At Honda Robotics the students were excited to meet with ASIMO, a humanoid robot and they learnt about its development.

They learnt about the latest technology in motoring at Toyota Head Quarters, had coffee made and served by a robot barista at the Henna Café in Tokyo and also visited amusement park Fuji-Q Highland located in Fujiyoshida, Yamanashi which contains famous attractions that have held world records for speed, height and steepness.

They took the bullet train (Shinkansen) to Nagoya to visit the famous Nagoya City Science Museum with an array of technological and mechanical exhibits as well as space exploration and a nine metre tall artificial tornado.  Year 12 student Reuben Neumair described the museum as “seven floors of fantastic exhibits most of which were interactive and all of which were fascinating”.

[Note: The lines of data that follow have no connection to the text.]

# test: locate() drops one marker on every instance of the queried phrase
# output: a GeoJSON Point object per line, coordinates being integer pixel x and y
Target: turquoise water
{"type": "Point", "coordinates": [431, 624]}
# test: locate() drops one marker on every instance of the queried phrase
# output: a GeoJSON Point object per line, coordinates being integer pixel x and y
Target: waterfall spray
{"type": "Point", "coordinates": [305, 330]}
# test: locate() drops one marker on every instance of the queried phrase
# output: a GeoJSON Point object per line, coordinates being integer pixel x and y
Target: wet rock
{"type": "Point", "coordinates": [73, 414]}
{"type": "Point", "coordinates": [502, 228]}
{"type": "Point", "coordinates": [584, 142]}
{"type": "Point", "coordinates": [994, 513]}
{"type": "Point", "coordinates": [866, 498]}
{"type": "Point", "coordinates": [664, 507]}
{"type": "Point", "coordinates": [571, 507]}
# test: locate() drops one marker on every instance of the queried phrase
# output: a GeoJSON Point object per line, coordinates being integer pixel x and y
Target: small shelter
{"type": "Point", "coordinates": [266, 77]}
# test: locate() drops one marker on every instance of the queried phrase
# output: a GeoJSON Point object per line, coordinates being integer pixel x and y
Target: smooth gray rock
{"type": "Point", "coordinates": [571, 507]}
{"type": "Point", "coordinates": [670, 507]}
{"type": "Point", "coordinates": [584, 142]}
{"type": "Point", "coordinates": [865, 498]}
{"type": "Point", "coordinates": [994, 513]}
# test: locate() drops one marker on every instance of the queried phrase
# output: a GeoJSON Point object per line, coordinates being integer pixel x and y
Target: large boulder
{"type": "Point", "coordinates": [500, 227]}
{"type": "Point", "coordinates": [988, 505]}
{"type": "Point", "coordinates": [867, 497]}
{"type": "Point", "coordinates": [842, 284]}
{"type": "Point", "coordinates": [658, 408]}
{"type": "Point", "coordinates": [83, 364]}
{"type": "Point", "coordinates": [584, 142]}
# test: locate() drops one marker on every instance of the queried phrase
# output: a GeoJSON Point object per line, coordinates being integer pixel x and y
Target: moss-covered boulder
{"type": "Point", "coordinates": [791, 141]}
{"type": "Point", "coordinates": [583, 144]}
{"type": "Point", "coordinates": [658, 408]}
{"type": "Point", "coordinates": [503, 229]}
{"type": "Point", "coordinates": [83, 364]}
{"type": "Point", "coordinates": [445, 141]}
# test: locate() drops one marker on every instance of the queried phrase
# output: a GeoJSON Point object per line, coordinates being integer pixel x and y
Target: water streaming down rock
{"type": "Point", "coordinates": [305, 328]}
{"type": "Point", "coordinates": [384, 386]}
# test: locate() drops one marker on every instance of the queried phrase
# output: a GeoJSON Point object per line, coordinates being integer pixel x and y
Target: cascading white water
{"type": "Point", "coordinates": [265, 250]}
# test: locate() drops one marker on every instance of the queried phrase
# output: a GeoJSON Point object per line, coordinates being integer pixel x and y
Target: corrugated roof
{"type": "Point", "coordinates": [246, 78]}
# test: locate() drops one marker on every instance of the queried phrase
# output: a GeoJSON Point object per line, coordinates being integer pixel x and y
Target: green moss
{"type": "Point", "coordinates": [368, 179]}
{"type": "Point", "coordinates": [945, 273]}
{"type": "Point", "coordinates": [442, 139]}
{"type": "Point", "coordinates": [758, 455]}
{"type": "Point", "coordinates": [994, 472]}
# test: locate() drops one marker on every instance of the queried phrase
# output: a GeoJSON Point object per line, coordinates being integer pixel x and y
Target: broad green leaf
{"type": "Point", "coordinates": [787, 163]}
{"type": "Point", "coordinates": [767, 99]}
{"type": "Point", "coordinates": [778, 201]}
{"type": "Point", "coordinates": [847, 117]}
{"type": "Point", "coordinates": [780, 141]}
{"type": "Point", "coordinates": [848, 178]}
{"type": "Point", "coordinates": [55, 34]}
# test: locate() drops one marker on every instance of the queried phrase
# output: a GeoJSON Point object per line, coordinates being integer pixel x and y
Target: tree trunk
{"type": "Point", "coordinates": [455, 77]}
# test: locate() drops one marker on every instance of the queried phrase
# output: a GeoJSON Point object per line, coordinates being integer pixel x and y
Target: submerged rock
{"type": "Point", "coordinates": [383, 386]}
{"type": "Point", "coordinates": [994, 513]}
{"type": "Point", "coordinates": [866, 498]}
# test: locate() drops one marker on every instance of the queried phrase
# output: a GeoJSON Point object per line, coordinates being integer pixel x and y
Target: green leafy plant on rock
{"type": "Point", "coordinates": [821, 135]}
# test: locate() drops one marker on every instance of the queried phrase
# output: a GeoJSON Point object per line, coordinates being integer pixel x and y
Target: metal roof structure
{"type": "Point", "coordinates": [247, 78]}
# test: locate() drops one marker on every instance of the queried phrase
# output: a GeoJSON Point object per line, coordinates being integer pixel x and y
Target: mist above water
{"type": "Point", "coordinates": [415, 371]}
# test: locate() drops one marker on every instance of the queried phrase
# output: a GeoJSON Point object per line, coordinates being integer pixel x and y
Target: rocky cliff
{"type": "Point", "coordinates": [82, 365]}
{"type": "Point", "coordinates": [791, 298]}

Other adventures in STEM included visits to Panasonic, Fuji TV and the World’s Largest Planetarium.

Year 12 student Cameron Wong said “Overall, the Japan STEM tour was a great trip that I will always remember – it really showcased the international reach of the STEM industry and I’m very grateful I had the opportunity to go!”

The St Paul’s Japan STEM Tour differs from the St Paul’s Japan Language and Cultural Tour in that students have a specific interest in STEM fields.

The tour has provided these students with a broad range of STEM ideas and knowledge that they will take with them in future STEM based careers. Year 11 student Aditya Kerhalkar said “This trip has changed all of us: our minds have certainly been enlightened, with a different view of the world, and a different view of the future of the world’s technology”.